Upon disclosing to my friends, colleagues and family members that I wanted to start driving for Lyft, they began expressing mixed reactions. Is it safe for a woman? What if someone chokes you with your hijab while you’re driving? Are you sure you want to drive in this political climate? I had similar concerns after my friend told me she drives for Lyft. In fact, she inspired me to sign up. I applied on the website, uploaded photos of my insurance, registration and driver’s license, then scheduled my orientation. Lyft runs a background check and a DMV check. I had to pass a car inspection, vision test and they measured my blood pressure.

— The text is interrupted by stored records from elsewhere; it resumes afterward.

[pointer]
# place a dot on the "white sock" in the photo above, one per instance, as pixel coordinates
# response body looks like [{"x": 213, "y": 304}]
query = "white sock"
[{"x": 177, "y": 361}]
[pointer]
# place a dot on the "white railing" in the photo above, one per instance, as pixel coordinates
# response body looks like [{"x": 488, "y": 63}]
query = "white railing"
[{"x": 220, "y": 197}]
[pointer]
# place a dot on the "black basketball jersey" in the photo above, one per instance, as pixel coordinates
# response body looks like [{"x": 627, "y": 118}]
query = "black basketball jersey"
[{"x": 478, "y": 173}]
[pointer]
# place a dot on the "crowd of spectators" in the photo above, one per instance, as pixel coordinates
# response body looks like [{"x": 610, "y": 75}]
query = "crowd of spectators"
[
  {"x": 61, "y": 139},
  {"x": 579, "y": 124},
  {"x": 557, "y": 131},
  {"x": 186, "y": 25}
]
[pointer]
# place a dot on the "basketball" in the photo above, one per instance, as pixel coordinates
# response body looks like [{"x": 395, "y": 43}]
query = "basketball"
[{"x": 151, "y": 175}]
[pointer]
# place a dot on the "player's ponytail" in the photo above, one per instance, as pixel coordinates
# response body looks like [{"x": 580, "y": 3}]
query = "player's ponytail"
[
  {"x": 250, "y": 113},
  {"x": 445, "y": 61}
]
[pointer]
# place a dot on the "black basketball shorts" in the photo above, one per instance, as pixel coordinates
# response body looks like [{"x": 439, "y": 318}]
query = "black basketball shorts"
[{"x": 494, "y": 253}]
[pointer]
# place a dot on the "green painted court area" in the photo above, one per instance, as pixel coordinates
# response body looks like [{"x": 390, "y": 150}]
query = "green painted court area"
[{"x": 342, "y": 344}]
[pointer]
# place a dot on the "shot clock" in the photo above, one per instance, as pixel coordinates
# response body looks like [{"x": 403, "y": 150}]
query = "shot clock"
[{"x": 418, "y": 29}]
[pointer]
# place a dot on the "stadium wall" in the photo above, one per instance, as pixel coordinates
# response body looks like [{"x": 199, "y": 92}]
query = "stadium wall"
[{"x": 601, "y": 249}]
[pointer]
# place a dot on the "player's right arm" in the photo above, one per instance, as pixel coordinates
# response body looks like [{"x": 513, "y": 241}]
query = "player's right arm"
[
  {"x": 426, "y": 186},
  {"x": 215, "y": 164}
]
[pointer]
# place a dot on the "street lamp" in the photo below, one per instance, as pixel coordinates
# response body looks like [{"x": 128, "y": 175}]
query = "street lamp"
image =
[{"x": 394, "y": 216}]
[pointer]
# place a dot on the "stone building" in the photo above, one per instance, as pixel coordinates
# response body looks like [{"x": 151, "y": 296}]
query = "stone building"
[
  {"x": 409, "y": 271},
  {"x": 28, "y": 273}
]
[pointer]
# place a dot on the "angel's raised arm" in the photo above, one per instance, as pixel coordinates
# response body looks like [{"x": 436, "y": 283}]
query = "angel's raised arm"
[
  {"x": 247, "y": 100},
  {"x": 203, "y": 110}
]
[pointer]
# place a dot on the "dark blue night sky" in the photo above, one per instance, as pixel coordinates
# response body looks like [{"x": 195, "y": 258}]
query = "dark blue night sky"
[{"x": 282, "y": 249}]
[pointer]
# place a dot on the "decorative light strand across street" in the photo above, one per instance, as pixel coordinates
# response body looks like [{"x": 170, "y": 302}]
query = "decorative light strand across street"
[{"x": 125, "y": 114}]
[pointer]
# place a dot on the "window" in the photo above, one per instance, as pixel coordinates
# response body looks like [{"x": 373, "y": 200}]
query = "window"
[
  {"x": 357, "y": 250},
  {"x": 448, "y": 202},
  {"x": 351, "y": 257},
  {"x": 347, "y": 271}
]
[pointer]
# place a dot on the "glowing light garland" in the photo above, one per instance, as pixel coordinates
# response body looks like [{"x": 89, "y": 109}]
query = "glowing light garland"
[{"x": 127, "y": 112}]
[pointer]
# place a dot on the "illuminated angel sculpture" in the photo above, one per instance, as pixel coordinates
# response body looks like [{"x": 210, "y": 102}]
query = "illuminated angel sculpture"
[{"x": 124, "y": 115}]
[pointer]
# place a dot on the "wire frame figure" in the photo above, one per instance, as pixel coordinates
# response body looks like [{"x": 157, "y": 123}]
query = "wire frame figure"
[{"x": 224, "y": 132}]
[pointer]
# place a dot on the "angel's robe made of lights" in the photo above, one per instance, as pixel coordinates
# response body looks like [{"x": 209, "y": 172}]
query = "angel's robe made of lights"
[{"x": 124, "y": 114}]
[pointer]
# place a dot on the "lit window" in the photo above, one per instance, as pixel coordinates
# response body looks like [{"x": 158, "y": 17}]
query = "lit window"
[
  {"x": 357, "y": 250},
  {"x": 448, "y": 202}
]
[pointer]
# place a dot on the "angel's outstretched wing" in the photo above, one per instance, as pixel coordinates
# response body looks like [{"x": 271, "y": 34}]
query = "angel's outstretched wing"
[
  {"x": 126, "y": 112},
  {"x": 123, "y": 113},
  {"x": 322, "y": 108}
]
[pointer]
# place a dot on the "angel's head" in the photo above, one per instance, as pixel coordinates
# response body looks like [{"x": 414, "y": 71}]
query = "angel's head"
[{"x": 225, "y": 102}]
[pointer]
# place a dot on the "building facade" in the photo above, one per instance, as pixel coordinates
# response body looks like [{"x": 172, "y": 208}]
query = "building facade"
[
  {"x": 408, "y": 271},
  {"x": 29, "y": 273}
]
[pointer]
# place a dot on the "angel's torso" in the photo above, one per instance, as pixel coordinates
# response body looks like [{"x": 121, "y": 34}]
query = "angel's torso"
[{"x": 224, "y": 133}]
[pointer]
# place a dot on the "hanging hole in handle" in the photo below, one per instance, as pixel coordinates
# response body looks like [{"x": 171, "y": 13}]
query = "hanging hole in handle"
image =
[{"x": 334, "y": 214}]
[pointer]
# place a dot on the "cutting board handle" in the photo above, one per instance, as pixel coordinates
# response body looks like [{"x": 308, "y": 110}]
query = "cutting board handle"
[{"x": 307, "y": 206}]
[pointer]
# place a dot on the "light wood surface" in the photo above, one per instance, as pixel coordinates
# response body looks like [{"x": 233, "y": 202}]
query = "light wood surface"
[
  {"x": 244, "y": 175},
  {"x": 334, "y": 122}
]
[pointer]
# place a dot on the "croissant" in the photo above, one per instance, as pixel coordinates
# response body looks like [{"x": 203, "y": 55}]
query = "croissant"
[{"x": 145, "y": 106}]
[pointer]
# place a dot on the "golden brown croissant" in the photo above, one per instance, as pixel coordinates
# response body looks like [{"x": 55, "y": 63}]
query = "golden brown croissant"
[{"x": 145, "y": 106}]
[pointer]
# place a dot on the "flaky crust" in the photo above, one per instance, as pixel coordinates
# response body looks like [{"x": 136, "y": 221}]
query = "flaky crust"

Congratulations! You’re approved! I was ecstatic. Three or more moving violations in three years? Forget about applying. DUI’s and drug-related felonies in the past seven years will bar you from eligibility altogether. My driving record is essentially spotless. I was looking for a part-time job, but I didn’t want to work in retail or food service. Unlike most people my age, my first job wasn’t fast food or cashiering. Lyft is my first service job. You’re rated on friendliness, safe driving, car cleanliness, and good conversation. If your rating falls below 4.8, you will be kicked off the app.

9 months and 750+ rides later, I’ll admit Lyft is unlike any other job I’ve ever had. I’ve been a consultant on a project to disrupt the school-to-prison pipeline, interpreted for asylum-seekers and worked as a camp counselor. People ask me if I’ve had any negative experiences as a driver, and I can honestly say that I haven’t. Safety is relative depending on one’s race, gender, citizenship status, sexual orientation, religion, and class. Whether I tell people I drive for Lyft or travel solo, the reaction is similar. One of worry, concern, and terror. People are more fixated on women inheriting the onus of sexual assault prevention than creating a world where men are reprimanded for their violence against women.

The most dangerous person to my life isn’t a Lyft passenger. It’s actually a male intimate partner. Yet, no one tells me to exercise caution towards the person who is most likely a threat to my survival. In the US, over half of the killings of American women are related to intimate partner violence. Intimate partner violence is the leading cause of death of Black women between 15-34. It’s time to dispel this myth of stranger danger. Statistically, I face less of a risk as a Lyft driver than as a girlfriend or wife. Lyft has made it possible to pay off my car two years ahead of schedule and save one paycheck per month. I never have to worry about having to work during inclement weather or waiting for time off approval. With stagnant wages and high cost of living, side hustles are now necessary for maintaining financial security.

Have you thought about a side hustle?